The relevant variables in the fault handler are:

  • program counter (stacked_pc)
  • link register (stacked_lr)
  • watchpoint number

The watchpoint number is of course needed to know which variable is affected. The program counter tells which instruction tried to access the protected variable. What if it points to functions like memcpy, memset, strcpy, strncpy that are used all over the place? The link register tells where that function was called from.
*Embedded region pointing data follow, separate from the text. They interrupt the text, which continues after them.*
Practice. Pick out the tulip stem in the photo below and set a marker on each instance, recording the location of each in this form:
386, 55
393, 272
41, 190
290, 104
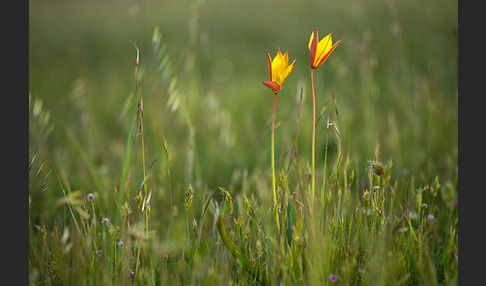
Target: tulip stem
273, 164
313, 155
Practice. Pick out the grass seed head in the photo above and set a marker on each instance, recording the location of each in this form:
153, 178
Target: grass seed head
377, 168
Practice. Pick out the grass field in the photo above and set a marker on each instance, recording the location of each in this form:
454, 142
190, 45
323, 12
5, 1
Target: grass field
160, 173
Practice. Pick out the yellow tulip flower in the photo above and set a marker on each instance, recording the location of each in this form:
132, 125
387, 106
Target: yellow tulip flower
320, 50
279, 69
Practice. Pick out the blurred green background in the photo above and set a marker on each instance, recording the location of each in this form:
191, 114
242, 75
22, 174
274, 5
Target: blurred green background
394, 75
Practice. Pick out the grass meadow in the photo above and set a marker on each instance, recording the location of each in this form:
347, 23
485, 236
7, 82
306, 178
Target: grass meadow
150, 152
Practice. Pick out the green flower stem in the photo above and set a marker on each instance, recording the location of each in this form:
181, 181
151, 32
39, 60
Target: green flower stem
273, 163
313, 178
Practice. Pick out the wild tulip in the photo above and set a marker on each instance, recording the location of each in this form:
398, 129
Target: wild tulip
319, 52
278, 69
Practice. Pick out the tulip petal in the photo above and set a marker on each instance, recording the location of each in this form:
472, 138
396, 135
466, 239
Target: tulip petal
272, 85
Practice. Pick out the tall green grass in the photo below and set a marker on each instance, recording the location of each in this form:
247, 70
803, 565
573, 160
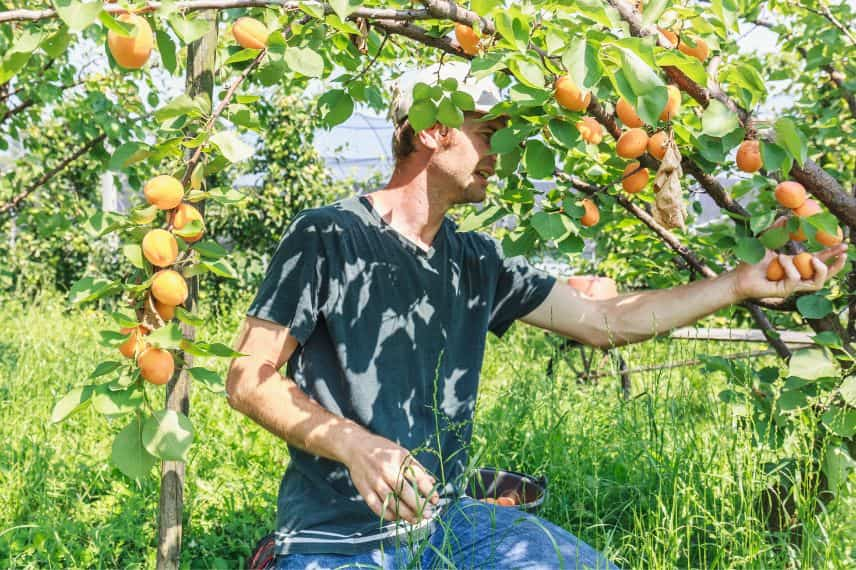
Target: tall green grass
669, 478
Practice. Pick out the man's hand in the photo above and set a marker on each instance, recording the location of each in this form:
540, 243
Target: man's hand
392, 482
751, 280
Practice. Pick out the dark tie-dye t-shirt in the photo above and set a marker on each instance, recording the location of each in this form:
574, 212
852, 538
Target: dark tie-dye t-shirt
392, 337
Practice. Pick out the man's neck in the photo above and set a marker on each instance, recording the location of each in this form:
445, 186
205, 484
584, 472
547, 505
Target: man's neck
409, 207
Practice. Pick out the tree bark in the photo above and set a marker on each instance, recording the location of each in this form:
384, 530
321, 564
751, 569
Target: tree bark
199, 79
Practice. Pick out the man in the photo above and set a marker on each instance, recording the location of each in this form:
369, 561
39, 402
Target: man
381, 309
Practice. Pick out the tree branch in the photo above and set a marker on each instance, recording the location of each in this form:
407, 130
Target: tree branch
50, 174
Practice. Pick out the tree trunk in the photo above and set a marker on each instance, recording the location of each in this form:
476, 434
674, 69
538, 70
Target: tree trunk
199, 80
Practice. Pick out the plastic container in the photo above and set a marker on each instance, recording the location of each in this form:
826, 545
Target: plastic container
529, 492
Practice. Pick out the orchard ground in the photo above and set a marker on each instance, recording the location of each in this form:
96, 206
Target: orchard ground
670, 478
The program counter (and link register) can be mapped back to source code via a disassembly file. Most debuggers (for example Ozone) can also show the disassembly view.

A more realistic example

Let's assume a simple data acquisition application that has the following features:

  1. ADC task that samples data
  2. Processing task that does some calculations on the ADC data
  3. UART task that allows to read the calculated values
  4. User interface task controlling a display and a keypad

The user reports that sometimes the displayed data is wrong and does not make a physical sense (like 500% humidity or temperature below absolute zero). You make a firmware release that has the particular variable protected with watchpoints. After 2 weeks of uptime it turns out that one of the variables in the processing code gets clobbered by UART code. For example: the UART stores received bytes not in its buffer but somewhere in the processing task's data.

If the UART code is obviously bad, then the fix is easy and you are "lucky". But what if the UART code is correct? For example if it stores received bytes via a pointer, this can only mean that UART variables are clobbered by something else. So you have to release yet another firmware that has UART variables protected this time.

In the end it may turn out that, for example, the UI code was bad - it clobbered UART driver variables when a particular sequence of menus was entered too fast, which in turn lead to good UART code destroying the measurements (and at the same time the UART was running correctly but with its buffers located in the wrong place).

In large and complex firmware projects such chain of events can have several links so the best approach is to move the watchpoint instrumentation from the obvious symptoms up to the root cause.